The film opens with a wooden crucifix displaying Christ contorted with pain on the cross. Perhaps its just Gothic set dressing, but my guess is it has more significance–its warning us that we’re about to see some of the horrific evils Christ came to die for. The story unfolds as eight shifty characters hole up in a haberdashery to wait out a blizzard. The Civil War has just ended and soldiers who fought on both sides are present. There’s a black Union soldier turned bounty hunter with a history or ruthless killing under his belt, as well as two former Confederates guilty of similar atrocities. A second bounty hunter has a ruthless female killer chained to his wrist who he’s taking into town to hang, and the rest of the shifty company may or may not be who they claim.
As the film unfolds, characters shift around the large single room of the haberdashery, discussing the nature of justice and arguing the finer points of war and race.

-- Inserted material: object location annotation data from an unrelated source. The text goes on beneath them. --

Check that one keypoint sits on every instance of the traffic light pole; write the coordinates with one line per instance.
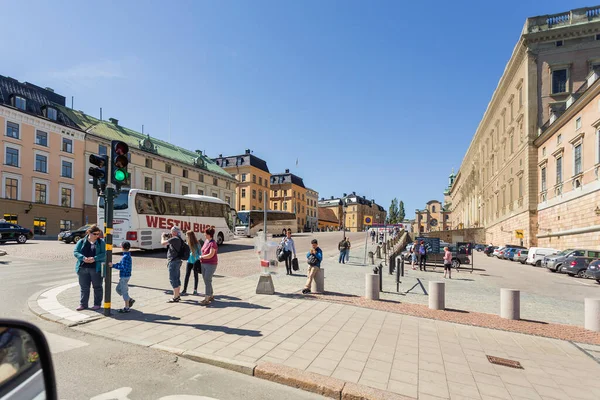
(109, 198)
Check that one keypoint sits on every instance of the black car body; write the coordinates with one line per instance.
(13, 232)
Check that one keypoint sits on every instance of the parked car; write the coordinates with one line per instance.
(593, 270)
(521, 255)
(537, 254)
(13, 232)
(575, 266)
(556, 261)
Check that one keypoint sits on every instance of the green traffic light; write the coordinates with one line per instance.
(120, 175)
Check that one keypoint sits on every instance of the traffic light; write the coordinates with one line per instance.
(119, 161)
(99, 172)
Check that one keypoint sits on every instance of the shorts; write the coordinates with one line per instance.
(174, 267)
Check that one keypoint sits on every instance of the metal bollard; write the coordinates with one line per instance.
(510, 304)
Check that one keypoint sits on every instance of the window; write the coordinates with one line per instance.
(41, 163)
(40, 193)
(11, 188)
(577, 159)
(67, 169)
(41, 138)
(65, 197)
(543, 179)
(12, 130)
(12, 157)
(559, 80)
(20, 103)
(67, 145)
(51, 113)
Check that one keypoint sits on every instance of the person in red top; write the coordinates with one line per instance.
(209, 262)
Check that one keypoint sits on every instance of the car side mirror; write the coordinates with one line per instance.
(26, 370)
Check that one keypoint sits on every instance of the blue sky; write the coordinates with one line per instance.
(381, 98)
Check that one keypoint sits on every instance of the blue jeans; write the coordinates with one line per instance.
(89, 276)
(174, 267)
(123, 288)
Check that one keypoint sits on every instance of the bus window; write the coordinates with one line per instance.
(172, 206)
(187, 208)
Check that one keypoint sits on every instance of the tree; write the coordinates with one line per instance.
(393, 212)
(401, 212)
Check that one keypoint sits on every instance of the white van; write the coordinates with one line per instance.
(537, 254)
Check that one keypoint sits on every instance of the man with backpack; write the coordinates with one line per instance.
(177, 251)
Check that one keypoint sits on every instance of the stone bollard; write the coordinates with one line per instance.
(318, 285)
(592, 314)
(372, 286)
(510, 304)
(371, 257)
(437, 295)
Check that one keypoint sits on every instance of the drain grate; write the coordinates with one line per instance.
(505, 362)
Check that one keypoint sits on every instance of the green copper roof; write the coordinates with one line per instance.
(110, 131)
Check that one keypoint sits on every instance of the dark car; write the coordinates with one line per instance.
(13, 232)
(575, 266)
(593, 270)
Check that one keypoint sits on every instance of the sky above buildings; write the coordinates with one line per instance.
(381, 98)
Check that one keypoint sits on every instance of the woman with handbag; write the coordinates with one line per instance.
(193, 263)
(288, 247)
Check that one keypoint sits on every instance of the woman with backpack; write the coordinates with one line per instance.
(209, 261)
(193, 263)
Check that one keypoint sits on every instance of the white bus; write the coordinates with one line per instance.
(141, 216)
(250, 223)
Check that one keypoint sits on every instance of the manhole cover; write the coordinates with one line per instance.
(505, 362)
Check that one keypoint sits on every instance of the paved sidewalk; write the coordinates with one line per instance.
(411, 356)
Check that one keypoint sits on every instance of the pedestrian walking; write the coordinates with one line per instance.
(422, 256)
(90, 253)
(289, 248)
(313, 258)
(175, 252)
(447, 262)
(342, 246)
(193, 262)
(209, 261)
(124, 266)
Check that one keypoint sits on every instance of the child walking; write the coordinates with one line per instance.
(124, 267)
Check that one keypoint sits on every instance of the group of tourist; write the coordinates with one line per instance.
(201, 258)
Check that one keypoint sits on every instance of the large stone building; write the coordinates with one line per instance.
(496, 186)
(351, 210)
(253, 177)
(569, 172)
(154, 164)
(42, 160)
(288, 193)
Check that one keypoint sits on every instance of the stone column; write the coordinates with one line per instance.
(510, 304)
(437, 295)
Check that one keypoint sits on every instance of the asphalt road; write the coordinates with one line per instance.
(90, 367)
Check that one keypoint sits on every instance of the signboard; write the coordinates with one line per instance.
(431, 244)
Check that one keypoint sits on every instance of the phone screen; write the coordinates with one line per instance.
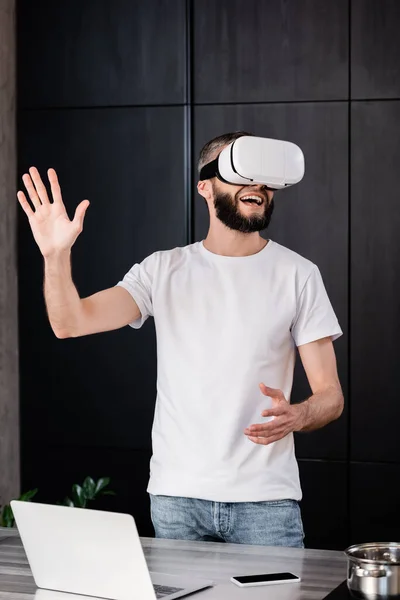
(267, 577)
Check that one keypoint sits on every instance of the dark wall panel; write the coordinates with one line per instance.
(252, 51)
(324, 505)
(375, 289)
(375, 49)
(99, 389)
(101, 52)
(310, 218)
(54, 469)
(374, 502)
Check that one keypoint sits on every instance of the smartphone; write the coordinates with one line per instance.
(267, 579)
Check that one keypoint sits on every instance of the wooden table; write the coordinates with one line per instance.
(321, 570)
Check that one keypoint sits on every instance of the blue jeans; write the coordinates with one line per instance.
(272, 523)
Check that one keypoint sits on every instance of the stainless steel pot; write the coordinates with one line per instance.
(374, 570)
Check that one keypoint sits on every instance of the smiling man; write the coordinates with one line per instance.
(229, 313)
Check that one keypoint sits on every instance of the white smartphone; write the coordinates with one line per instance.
(266, 579)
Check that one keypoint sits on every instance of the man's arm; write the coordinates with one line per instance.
(327, 402)
(325, 405)
(71, 316)
(55, 234)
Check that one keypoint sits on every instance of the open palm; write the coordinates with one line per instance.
(51, 227)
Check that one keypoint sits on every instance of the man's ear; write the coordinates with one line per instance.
(205, 189)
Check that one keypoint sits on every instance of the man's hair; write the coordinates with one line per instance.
(208, 152)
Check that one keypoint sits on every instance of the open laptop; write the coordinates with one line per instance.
(93, 553)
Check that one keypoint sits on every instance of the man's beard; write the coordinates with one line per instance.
(228, 212)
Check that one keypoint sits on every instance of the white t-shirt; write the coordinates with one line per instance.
(224, 325)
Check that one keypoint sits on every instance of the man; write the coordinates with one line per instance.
(229, 312)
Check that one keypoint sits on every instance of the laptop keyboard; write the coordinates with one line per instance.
(162, 591)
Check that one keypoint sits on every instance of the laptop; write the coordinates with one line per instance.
(92, 553)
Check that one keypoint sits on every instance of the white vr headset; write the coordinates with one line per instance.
(251, 160)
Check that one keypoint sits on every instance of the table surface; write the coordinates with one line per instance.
(320, 570)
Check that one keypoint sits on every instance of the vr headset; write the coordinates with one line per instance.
(251, 160)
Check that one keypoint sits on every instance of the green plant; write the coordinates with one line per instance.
(81, 495)
(87, 492)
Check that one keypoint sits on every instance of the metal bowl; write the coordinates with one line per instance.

No one is clean–everyone has blood on their hands–but Tarantino picks a side early on. Soon cataclysmic violence erupts and plot twists start coming fast and loose. By the film’s end two of the more sympathetic characters have formed an unlikely alliance, overlooking their vast differences in an attempt to survive. It’s a strangely sweet note in an otherwise sour work, and the only redeeming aspect of the story. For all the hatefulness and violence on screen, this film is actually really well made; I just really didn’t like watching it.
The Revenant
I should love The Revenant–it has everything I love in it: great actors, realistic period art design, a beautiful and hypnotic score, and stunning natural light cinematography by one of my favorite cinematographers–but I really don’t care for the thing. The film is based on the true life story of trapper Hugh Glass, who was mauled by a bear and abandoned in the American wilderness only to eventually catch up with the men who left him for dead. It’s a great story but unfortunately Director Alejandro González Iñárritu makes all the wrong revisionist choices, adding extra levels of violence and conflict to an already thrilling tale and tacking on an unnecessary revenge plot that makes the film more of a big dumb historical action flick like The Patriot than the deep art film it so desperately wants to be.
There are some great moments in The Revenant, moments that transcend the film and thrill with their beauty, but these are few and far between and are muddied by an overabundance of fake looking CG-enhanced action scenes, an overbearing blue color palette, unnecessarily fancy camera work and a complete lack of spacial reasoning, which makes one question the implied difficulty of Glass’s journey. He basically wanders around and bumps into whichever character or group of characters he needs to meet next, and we cut from mountains to rivers to plains to frozen lakes without any sort of visual coherence.
The film ends with a fight scene of unearned brutality and a statement that so overly simplifies what we’ve just seen that I want to reach into the screen and slap the character who says it. I’m not sure why The Revenant has garnered such praise from critics or so many Oscar nominations. It feels more like a missed opportunity than a great work.